Navy veterans Olif Staley (left) and Linda Staley Blake (right) celebrate Jennifer Blake’s graduation from Navy basic training in 2005. Blake—now a chief petty officer—followed her mother’s and grandmother’s legacy of service as the third generation of women veterans in their family.

When Navy Chief Petty Officer Jennifer Blake was growing up on military bases around the world, she knew her family was special. But it wasn’t until she joined the military herself that she recognized how truly special her family’s legacy of service was.

Blake—a DAV life member, currently stationed in Norfolk, Va.—is the third generation in her family to serve in the Navy. But while that in itself is not uncommon, what’s unique is that all three generations included women.

Her grandmother, Olif Staley, was a communications officer in World War II, serving at a time when the entire country—male and female—was called to serve in some manner. Blake’s mother, Linda Staley Blake, joined in 1969, during the Vietnam era.

Olif Staley

“I loved growing up in a military family,” said Blake. “Everyone was quietly proud of their service, and the family legacy, really. It was just sort of seen as ‘what we do.’”

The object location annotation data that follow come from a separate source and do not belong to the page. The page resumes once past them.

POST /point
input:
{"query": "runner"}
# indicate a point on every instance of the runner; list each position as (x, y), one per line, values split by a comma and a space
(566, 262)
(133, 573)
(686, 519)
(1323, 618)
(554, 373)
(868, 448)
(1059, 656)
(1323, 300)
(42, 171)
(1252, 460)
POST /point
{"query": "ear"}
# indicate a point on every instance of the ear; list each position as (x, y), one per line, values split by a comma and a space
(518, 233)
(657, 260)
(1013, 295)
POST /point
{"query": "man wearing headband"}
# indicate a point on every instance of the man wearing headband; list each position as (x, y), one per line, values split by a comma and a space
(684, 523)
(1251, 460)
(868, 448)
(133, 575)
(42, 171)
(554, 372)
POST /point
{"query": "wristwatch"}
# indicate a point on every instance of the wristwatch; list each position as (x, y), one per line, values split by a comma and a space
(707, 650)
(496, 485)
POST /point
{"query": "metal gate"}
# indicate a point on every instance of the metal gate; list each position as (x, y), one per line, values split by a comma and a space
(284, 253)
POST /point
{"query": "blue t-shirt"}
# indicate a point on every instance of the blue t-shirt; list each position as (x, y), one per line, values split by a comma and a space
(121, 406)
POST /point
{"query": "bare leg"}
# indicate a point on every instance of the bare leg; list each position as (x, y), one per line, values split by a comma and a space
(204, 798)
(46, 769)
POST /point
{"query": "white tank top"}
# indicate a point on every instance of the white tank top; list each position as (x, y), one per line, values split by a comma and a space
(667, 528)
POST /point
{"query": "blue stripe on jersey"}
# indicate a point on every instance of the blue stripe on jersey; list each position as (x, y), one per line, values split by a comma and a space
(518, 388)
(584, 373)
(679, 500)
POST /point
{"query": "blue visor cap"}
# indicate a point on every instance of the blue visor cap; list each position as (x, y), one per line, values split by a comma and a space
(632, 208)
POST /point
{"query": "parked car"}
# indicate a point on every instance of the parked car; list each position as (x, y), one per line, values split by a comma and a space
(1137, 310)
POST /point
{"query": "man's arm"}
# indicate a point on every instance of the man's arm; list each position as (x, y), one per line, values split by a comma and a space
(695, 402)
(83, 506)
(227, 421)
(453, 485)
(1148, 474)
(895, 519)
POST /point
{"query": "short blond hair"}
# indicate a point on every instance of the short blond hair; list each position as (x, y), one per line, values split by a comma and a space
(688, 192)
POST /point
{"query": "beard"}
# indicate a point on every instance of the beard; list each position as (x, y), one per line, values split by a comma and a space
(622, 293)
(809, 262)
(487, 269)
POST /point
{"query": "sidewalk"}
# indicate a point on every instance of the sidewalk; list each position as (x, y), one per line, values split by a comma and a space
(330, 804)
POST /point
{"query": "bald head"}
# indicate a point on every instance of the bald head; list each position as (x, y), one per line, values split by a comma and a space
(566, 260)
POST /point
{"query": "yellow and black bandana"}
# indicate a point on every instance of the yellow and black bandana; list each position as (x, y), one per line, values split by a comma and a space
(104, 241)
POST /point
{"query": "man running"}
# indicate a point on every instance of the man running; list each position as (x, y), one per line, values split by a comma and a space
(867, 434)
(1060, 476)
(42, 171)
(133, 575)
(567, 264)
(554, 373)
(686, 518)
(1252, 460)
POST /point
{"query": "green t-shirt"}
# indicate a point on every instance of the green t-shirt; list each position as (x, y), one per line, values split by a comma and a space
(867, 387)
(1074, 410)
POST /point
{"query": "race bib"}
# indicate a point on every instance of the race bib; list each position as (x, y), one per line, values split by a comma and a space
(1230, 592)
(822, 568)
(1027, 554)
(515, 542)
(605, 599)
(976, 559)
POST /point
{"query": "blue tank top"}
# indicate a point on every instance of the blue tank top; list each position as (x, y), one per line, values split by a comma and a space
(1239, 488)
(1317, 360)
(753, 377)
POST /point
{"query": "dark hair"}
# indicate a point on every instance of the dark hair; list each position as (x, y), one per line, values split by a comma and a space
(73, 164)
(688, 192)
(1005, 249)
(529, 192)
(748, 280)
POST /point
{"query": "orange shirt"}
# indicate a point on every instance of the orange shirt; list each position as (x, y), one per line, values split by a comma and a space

Blake joined after she graduated from college, when the world was still recovering from the events of Sept. 11, 2001. Her mother and grandmother never pressured her to join the military, she said. They had both been to college, and they wanted that for her as well.

“After my graduation from nursing school, I decided I was going to join the Navy, and I did,” said Staley Blake. “I’m thankful that my mother was in the Navy too, so that I had no fear of going into the Navy. I mean, she did it; I could do it.”

Staley Blake’s husband, Robert, also served, retiring as a lieutenant colonel from the Marine Corps, so her children had the benefit of being raised in a military family—and she thinks her own service had a little bit to do with that.

Linda Staley Blake

“I felt that the military experience helped me raise my children, because I had a broader base of experiences to share with them. I could help them see a wider world,” she said.

Blake said the example she had from both her mother and her grandmother showed her how to serve effectively and take on all the challenges of military service.

“I think what guides me the most is just how they approach life in general,” she said. “We do what we have to do. Period. When things are difficult, there’s no crying. No hysterics. No complaining. When the [commanding officer] tells you this is the mission, and it’s going to be difficult, you don’t get to have a tantrum about it. You put your head down and get to work.”

“We’re all different in our military occupations, but we each provided service to our country, whether it be for two years or four years or a lifetime,” said Staley Blake. “I hope that future generations of our family will look back on our service and be as proud as we are of doing it.”